Nominate your community leader

www.kamloopsthisweek.com/leader-awards Submissions should be approximately 250 words and include information such as: length of time nominee has spent in the community; specific examples of the work and/or contribution he/she has made; community associations and memberships. Please provide references of other individuals who may be able to provide further support on the nominee’s behalf.

Deadline for nominations: Friday, June 4

NOMINATION CATEGORIES: COACH Makes a positive contribution to their sport. Is exemplary in developing skills and confidence in participants. A role model who inspires and encourages high athletic achievement.

COMMUNITY BUILDER Someone who has taken the initiative to engage a variety of local residents in an innovative or new community project or event. The initiative may assist different groups to work together, address a gap in community participation, or result in a more inclusive, engaged community.

VOLUNTEER This individual makes a positive contribution to the community by volunteering their time to a variety of causes. They are dedicated to making a difference in several initiatives.

FRESH IMPACT AWARD This person has been in Kamloops less than 3 years but is already making an impact in the community in a leadership position in business, volunteer work or other community involvement.

YOUTH VOLUNTEER A youth that is 19 or under that makes a positive contribution in the community through volunteering. Someone who has committed to making a difference to an organization or individual.

MENTOR Makes a positive contribution by being a true leader. An influential counselor, teacher or educator that provides support or sponsorship. Demonstrates a high level of ethics and professional standards, is an inspirational motivator, excellent communicator, good listener and a reliable resource to the community.

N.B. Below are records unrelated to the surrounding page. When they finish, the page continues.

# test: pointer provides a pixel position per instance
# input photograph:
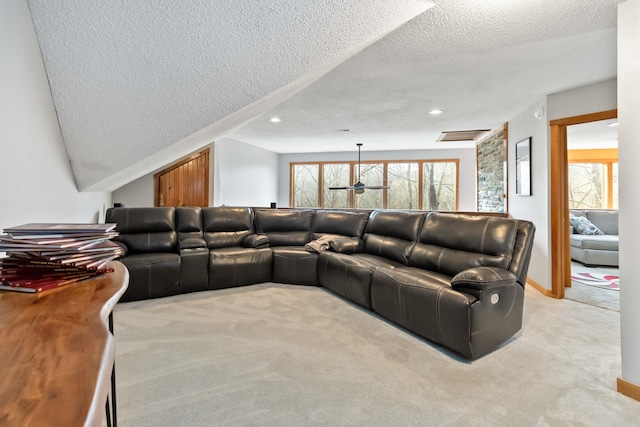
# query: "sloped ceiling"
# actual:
(130, 78)
(138, 84)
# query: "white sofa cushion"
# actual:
(605, 242)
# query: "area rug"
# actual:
(606, 281)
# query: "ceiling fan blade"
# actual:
(376, 187)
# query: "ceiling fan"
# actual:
(359, 187)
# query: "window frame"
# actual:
(607, 157)
(385, 164)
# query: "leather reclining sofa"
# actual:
(454, 279)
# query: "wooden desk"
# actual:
(56, 353)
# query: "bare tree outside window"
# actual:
(310, 184)
(402, 179)
(587, 185)
(370, 174)
(335, 175)
(439, 186)
(614, 178)
(305, 185)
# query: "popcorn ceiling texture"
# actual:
(129, 77)
(137, 84)
(482, 62)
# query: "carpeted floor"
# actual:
(280, 355)
(592, 295)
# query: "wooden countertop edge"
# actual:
(103, 382)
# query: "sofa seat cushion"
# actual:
(152, 275)
(605, 242)
(294, 265)
(424, 303)
(605, 220)
(350, 275)
(582, 225)
(236, 266)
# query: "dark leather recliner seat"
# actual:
(424, 298)
(288, 232)
(149, 240)
(388, 239)
(236, 255)
(457, 280)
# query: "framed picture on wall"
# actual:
(523, 167)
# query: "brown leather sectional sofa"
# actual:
(454, 279)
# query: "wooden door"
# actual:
(185, 183)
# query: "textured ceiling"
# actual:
(130, 78)
(138, 84)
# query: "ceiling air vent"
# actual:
(462, 135)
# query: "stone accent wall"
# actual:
(491, 164)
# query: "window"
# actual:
(593, 179)
(418, 184)
(440, 186)
(305, 189)
(335, 175)
(403, 186)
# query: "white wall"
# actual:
(629, 176)
(36, 182)
(244, 175)
(588, 99)
(467, 168)
(534, 208)
(583, 100)
(136, 194)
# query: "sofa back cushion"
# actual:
(392, 234)
(189, 222)
(226, 226)
(343, 223)
(451, 243)
(605, 220)
(290, 227)
(145, 230)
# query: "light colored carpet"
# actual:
(599, 297)
(281, 355)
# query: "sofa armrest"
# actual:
(257, 241)
(123, 248)
(481, 278)
(345, 245)
(192, 243)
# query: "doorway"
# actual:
(185, 183)
(560, 253)
(593, 200)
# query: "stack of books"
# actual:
(47, 256)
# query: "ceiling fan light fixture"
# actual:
(359, 187)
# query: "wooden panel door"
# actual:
(184, 184)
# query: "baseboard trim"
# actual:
(628, 389)
(538, 287)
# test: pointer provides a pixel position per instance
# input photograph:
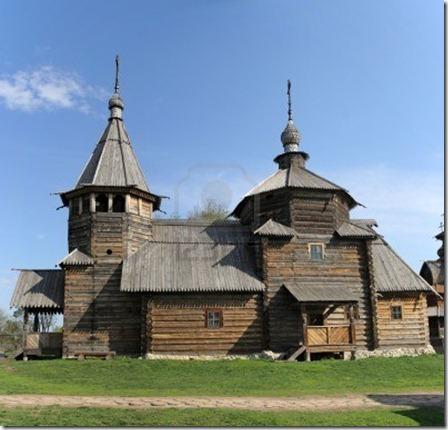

COURAGE This person has risen above adversity or formidable challenges to become a success. As a result, they have had a positive effect on the people around them.

ENVIRONMENTAL LEADER Everyone is talking about the carbon footprint, but this award celebrates a person who is walking their talk, whether it be riding their bike to work year-round, reusing and reducing, and taking great steps in setting an example for others to follow.